L’emergenza coronavirus contagia il mondo del lavoro. Il dato odierno sull’occupazione nel mese di aprile fotografa, purtroppo, il netto peggioramento della situazione rispetto a marzo e nei primi due mesi di lockdown emerge un calo di occupati di 400 mila unità. Così Confesercenti commenta i dati diffusi oggi da Istat.

Advertisement

Tutte le componenti sono coinvolte ma in percentuale la caduta coinvolge maggiormente i lavoratori indipendenti, che registrano un -1,3% e che hanno perduto 110mila occupati da gennaio: per questa tipologia di lavoratori il virus ha avuto un effetto acceleratore rispetto ad una tendenza che si manifesta da diversi anni.

Diminuisce anche il numero di persone in cerca di lavoro, scoraggiate dal momento di forte crisi: l’interruzione di molte attività di ricerca di lavoro ha fatto registrare molti come inattivi, fuori cioè dall’offerta di lavoro per cui, paradossalmente, il tasso di disoccupazione nel mese di marzo è sceso dal 9,1 all’8% e ad aprile al 6,3%. Le persone in cerca di occupazione ad aprile 2020 sono state oltre 1 milione in meno rispetto allo stesso periodo del 2019.

Nel primo mese di lockdown, inoltre, la reazione dei livelli occupazionali è stata ancora modesta, probabilmente perché i rapporti di lavoro non si sono interrotti immediatamente con le chiusure, mantenuti dall’annuncio delle misure di potenziamento degli ammortizzatori sociali.
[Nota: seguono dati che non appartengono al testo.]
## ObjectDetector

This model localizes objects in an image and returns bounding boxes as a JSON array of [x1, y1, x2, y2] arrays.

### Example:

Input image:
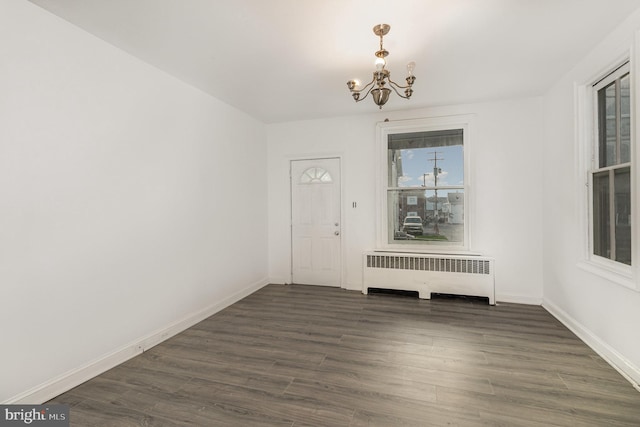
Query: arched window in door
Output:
[[300, 167, 333, 184]]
Ma già ad aprile i dati si mostrano più critici: le famiglie italiane hanno avuto immediata percezione delle difficoltà a cui il mercato del lavoro andrà incontro nei prossimi mesi, come già emerso dal clima di fiducia.

In questo quadro, è assolutamente necessario intervenire per tutelare le imprese e l’occupazione indipendente, rendendo immediatamente disponibili i ristori a fondo perduto, la liquidità agevolata e le risorse per la cassa integrazione, che stentano ad arrivare. Bisogna intervenire, però, anche per semplificare e rendere più flessibile il lavoro. Sulla Fis, ad esempio, il DL Rilancio reintroduce la procedura di consultazione sindacale, che genererà ritardi e conflittualità. La deroga alle causali è apprezzabile, ma non dovrebbe essere limitata al solo periodo emergenziale: la ripresa sarà graduale, alle imprese occorrono strumenti flessibili. Vanno eliminati anche i costi dei contratti a termine e reintrodotti i voucher, almeno per i settori maggiormente colpiti. In generale, occorre prevedere sgravi contributivi per tutte le imprese che riorganizzano il lavoro aziendale attraverso nuove modalità, non solo in lavoro agile. E’ auspicabile, infine, anche una misura generalizzata di detassazione temporanea per ogni forma di flessibilità interna adottata e per tutta la formazione in materia di sicurezza.